According to Republicans, Democrats on the House Appropriations Committee "chose to dissolve" a mark up of a spending bill "while in progress - rather than be forced to vote on an amendment to unlock American energy resources for the benefit of the American people."

But that's not the way Kirstin Brost, a spokeswoman for Rep. Dave Obey, D-Wisc., the chairman of the appropriations committee, saw it. She issued a press release calling the move the "latest Republican stunt.

"It should come as no surprise to anybody that Dave Obey has no patience for B.S.," Brost wrote. She noted that Obey said the Interior Appropriations bill -- to which GOP'ers would like to attach the drilling language -- is scheduled to go before the committee July 9, "giving folks a real debate and real votes on issues in that bill.

"Today's plan by Republicans to tie the committee in knots with a series of unrelated amendments was just another political stunt, the kind the American people have come to despise," she said. "It is B.S. and Obey won't put up with it."

McCain going south of the border

In a trip that will draw interest in Florida, Republican presumptive nominee John McCain is headed to Colombia and Mexico next week.

Free trade -- a point of contention with Democrat Barack Obama, who opposes a deal with Colombia over concerns about human rights abuses -- will be a major topic of discussion. Also expect the senior senator from Arizona to highlight the fact that the junior senator from Illinois has never been to Latin America in an official capacity.

"Sen. McCain realizes how significant South America is in the long term,'' said campaign spokesman Mario Diaz.

AIPAC Insider lists Diaz-Balart as "highly vulnerable"
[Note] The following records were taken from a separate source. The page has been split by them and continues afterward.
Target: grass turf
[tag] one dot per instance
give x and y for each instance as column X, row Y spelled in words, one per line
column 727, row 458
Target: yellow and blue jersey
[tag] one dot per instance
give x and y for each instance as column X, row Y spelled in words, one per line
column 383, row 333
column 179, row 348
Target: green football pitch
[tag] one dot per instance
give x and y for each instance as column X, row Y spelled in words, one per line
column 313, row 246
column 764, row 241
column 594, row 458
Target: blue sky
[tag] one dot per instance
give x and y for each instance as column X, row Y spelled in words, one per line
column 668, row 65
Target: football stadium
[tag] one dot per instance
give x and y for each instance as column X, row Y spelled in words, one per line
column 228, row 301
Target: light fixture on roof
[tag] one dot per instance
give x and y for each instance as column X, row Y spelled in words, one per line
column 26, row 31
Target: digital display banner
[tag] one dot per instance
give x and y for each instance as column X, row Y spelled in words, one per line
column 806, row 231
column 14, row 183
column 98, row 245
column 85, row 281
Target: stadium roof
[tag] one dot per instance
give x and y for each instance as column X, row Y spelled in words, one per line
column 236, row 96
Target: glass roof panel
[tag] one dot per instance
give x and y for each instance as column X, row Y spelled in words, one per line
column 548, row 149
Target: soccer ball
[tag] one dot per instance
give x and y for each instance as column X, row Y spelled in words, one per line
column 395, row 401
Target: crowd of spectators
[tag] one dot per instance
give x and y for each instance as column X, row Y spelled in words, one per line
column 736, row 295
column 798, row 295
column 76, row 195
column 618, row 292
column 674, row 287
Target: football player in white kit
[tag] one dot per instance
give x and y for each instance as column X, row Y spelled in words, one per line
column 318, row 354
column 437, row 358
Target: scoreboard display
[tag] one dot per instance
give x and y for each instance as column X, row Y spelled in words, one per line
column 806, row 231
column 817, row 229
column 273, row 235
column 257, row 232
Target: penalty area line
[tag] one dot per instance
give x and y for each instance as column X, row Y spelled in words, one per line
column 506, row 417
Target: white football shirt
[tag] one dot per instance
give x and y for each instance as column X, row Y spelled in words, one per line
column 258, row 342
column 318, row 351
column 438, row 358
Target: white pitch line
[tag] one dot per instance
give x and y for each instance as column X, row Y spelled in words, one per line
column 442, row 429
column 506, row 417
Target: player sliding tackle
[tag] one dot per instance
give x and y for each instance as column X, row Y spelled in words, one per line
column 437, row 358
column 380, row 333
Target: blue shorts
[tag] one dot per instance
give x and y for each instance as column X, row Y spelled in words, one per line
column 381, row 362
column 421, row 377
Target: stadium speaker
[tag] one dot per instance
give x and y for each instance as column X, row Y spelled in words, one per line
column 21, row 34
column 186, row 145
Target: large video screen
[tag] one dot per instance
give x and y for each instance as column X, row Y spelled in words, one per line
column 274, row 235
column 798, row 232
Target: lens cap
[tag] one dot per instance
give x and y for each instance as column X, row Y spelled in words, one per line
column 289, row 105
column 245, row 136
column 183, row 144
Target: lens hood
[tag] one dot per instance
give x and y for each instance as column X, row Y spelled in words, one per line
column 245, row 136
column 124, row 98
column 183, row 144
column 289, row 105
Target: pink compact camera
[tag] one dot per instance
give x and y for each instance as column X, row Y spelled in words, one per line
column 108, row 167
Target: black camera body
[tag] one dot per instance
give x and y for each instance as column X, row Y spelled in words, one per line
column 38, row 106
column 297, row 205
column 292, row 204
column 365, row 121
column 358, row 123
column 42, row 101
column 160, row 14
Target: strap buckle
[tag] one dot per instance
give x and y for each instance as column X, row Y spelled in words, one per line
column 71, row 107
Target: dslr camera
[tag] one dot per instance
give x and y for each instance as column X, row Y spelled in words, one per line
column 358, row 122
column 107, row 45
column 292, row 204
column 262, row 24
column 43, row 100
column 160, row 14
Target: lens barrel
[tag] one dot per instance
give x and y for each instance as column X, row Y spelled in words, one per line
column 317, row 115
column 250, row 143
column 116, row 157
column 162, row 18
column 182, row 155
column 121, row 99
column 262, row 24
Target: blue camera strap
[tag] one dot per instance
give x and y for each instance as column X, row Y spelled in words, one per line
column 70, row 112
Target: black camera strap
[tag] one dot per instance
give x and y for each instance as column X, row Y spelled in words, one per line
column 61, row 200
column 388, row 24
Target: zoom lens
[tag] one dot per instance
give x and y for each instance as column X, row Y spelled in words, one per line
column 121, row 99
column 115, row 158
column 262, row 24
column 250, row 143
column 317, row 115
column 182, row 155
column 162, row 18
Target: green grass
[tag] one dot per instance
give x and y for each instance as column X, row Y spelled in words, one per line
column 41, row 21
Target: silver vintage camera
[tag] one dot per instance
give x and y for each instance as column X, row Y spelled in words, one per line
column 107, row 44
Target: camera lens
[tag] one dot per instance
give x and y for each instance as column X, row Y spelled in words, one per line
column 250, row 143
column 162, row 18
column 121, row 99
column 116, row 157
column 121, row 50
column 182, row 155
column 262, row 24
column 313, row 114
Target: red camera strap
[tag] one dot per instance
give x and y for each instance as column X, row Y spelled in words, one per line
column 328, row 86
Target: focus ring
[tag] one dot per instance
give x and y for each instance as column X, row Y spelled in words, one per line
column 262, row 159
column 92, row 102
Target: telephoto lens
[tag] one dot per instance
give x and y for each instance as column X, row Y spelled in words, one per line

AIPAC's Insider, a political tipsheet for members of the pro-Israel American Israeli Public Affairs Committee, lists Rep. Lincoln Diaz-Balart as among the "Highly Vulnerable" in its look at House races.

The write-up notes that Diaz-Balart has not had a competitive race since winning his first term in 1992, but that this cycle "he will face a formidable challenge from former Hialeah Mayor Raul Martinez." The newsletter notes that Democrats believe Martinez "can chip away at Diaz-Balart's base and make this a competitive race."

It says that Diaz-Balart has "begun aggressively raising the resources necessary to defend his seat" and that national Republicans "are confident (he'll) withstand Martinez's challenge while Democrats believe they have finally found a candidate with the financial resources and community network needed to oust the eight-term incumbent.

"With both parties gearing up to compete in this district, voters in South Florida can expect a November general election much like their weather...hot!"

AIPAC spokesman Josh Block said the Insider -- which is sent to AIPAC members and doesn't appear to be available online -- is part of its outreach effort to keep its members informed. The group has no political action committee, doesn't make political contributions or endorse candidates, he said, "but of course we encourage our members to be involved politically."